Previous Custom Meal Flow
New Custom Meal Flow
2. Continuous Visual Feedback
Implemented multiple feedback mechanisms:
Step indicators (1/3, 2/3, 3/3)
"Building" status badges
Real-time macro updates in sidebar
Toast notifications confirming selections
Why:
Every action receives acknowledgment, building confidence and reducing anxiety about progress.
Steps indicator
Toast notification
3. Information Hierarchy for Health-Conscious Users
Prioritized macros and calories over descriptive text.
Why:
Power Kitchen's customers are goal-oriented (athletes, weight management).

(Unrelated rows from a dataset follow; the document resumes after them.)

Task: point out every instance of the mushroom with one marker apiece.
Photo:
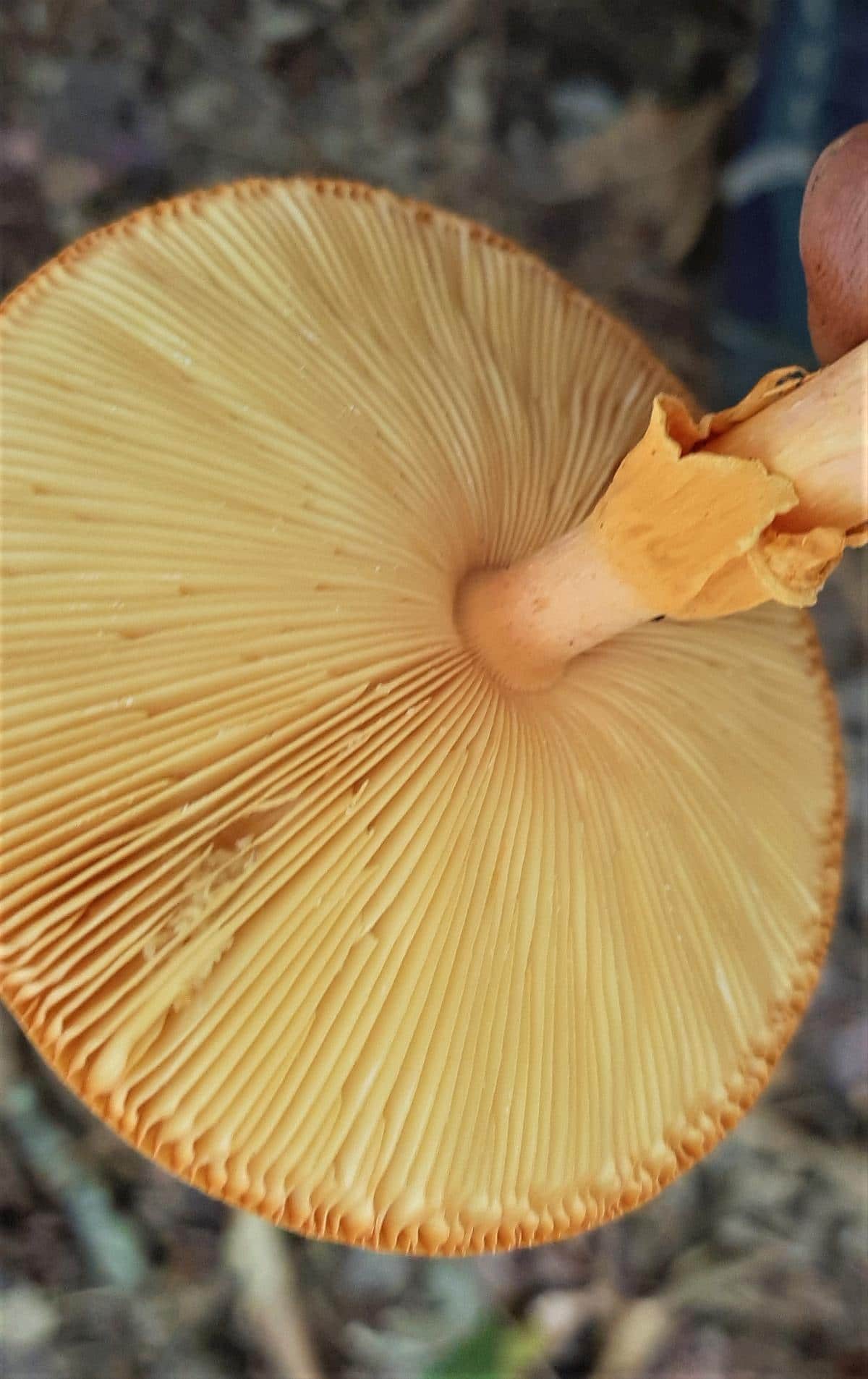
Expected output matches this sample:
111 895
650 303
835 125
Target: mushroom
302 893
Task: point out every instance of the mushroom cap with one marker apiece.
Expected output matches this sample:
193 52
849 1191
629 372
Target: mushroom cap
295 896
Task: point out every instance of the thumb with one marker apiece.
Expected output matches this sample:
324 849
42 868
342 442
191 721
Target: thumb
834 246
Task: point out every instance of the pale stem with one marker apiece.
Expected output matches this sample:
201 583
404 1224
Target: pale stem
528 621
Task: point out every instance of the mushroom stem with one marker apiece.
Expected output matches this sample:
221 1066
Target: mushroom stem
688 528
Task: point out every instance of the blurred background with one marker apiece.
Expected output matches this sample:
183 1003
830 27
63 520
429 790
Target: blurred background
656 155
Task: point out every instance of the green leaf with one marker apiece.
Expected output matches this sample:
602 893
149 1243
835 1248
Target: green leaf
496 1349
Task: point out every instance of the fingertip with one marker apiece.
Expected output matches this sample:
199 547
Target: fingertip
834 246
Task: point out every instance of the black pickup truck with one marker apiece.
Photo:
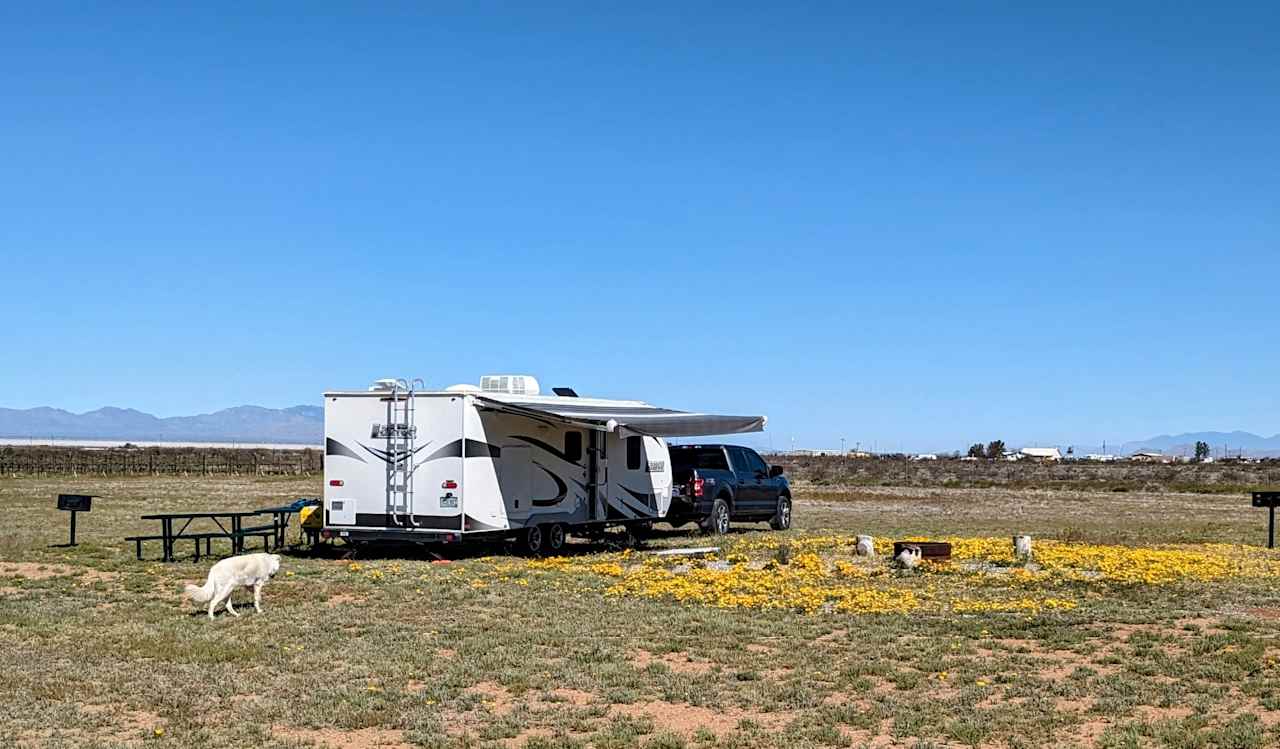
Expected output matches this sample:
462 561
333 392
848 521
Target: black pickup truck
713 484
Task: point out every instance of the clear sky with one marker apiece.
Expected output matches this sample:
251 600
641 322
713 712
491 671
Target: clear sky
909 227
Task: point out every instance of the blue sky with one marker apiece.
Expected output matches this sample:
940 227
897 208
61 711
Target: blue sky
909 227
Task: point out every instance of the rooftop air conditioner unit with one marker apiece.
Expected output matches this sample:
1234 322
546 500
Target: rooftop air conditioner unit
510 384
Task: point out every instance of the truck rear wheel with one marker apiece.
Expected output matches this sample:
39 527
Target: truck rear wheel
781 519
717 520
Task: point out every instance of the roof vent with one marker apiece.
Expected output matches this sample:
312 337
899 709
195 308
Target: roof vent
510 384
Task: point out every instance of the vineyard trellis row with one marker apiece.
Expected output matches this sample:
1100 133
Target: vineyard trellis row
17 461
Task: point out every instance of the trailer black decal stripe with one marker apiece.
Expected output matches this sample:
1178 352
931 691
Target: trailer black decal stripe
385 456
558 453
476 448
337 448
561 488
649 499
616 512
452 450
627 505
424 521
472 524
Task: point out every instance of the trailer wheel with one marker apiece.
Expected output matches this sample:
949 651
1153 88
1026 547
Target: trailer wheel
717 521
781 519
556 538
531 540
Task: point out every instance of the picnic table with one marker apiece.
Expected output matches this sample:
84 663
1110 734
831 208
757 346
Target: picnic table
231 525
280 517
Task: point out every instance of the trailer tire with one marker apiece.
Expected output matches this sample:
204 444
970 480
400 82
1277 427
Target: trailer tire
781 519
533 539
556 538
717 520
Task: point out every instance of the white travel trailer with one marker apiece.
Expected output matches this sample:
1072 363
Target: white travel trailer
499 460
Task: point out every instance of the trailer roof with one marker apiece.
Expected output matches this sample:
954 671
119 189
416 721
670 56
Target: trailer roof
635 416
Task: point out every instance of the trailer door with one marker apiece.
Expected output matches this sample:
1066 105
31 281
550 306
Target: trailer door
515 482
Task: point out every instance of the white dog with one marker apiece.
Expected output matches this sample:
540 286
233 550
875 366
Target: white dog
225 576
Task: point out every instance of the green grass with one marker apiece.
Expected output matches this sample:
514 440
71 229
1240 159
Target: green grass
97 649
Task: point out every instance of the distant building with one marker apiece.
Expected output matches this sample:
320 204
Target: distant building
1041 453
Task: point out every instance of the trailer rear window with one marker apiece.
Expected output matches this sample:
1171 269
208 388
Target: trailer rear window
711 459
634 453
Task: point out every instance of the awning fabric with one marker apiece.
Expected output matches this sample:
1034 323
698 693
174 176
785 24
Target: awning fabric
635 419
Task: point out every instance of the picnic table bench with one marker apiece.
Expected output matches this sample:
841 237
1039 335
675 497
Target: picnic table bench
231 525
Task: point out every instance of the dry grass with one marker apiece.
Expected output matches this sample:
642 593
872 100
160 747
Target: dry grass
97 649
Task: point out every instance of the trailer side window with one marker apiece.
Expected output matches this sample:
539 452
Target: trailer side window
572 446
634 453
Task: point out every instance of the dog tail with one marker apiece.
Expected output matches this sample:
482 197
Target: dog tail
200 594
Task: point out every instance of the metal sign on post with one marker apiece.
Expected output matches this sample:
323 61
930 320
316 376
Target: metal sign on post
74 503
1269 499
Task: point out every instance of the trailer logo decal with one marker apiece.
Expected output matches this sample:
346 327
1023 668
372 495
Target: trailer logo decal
561 488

Nutritional data drives purchase decisions.
Meal card showing macros
4. Persistent Cart Visibility
Right sidebar shows live totals, macro calculations, and delivery date throughout the journey.
Why: Users always know where they stand relative to minimum order (6 meals) and can see nutritional impact of choices in real-time.
Cart on the side
Design Process
Constraints Mapped
Minimum 6 meals, maximum 20
Double portion options (+$5.55 protein, +$5.00 carbs)
Real-time macro calculations required
Must work within Shopify's architecture
Prototype Innovation
First real-world use of Figma Make for advanced prototyping with:
Conditional logic (enable checkout after 6 meals)
Real-time calculations
Dynamic state management across multiple meal builds
Why Figma Make: Native Figma prototyping couldn't handle the complexity. This enabled full user testing without engineering resources.
Impact & Next Steps
Pre-Launch:
Usability testing with target users
A/B test against current version
Expected Improvements:
Reduced customer service tickets related to custom meals
Higher completion rates (started → finished)
Faster time to build 6 meals
Increased first-time custom meal conversions
Key Learnings
Response-Driven UX: Every user action needs acknowledgment. Toast notifications, state changes, and visual feedback build confidence and reduce uncertainty.
Constraints as Creative Fuel: Business rules (minimum orders, pricing models) weren't limitations—they shaped a more focused, guided experience.
AI Tools as Accelerators: Figma Make compressed weeks of back-and-forth into days, enabling rapid validation of complex interactions.
Reflection
Great UX removes friction. By transforming a complex task into manageable steps with clear feedback, we empowered customers to confidently build personalized meals aligned with their health goals—all while maintaining Power Kitchen's premium brand experience.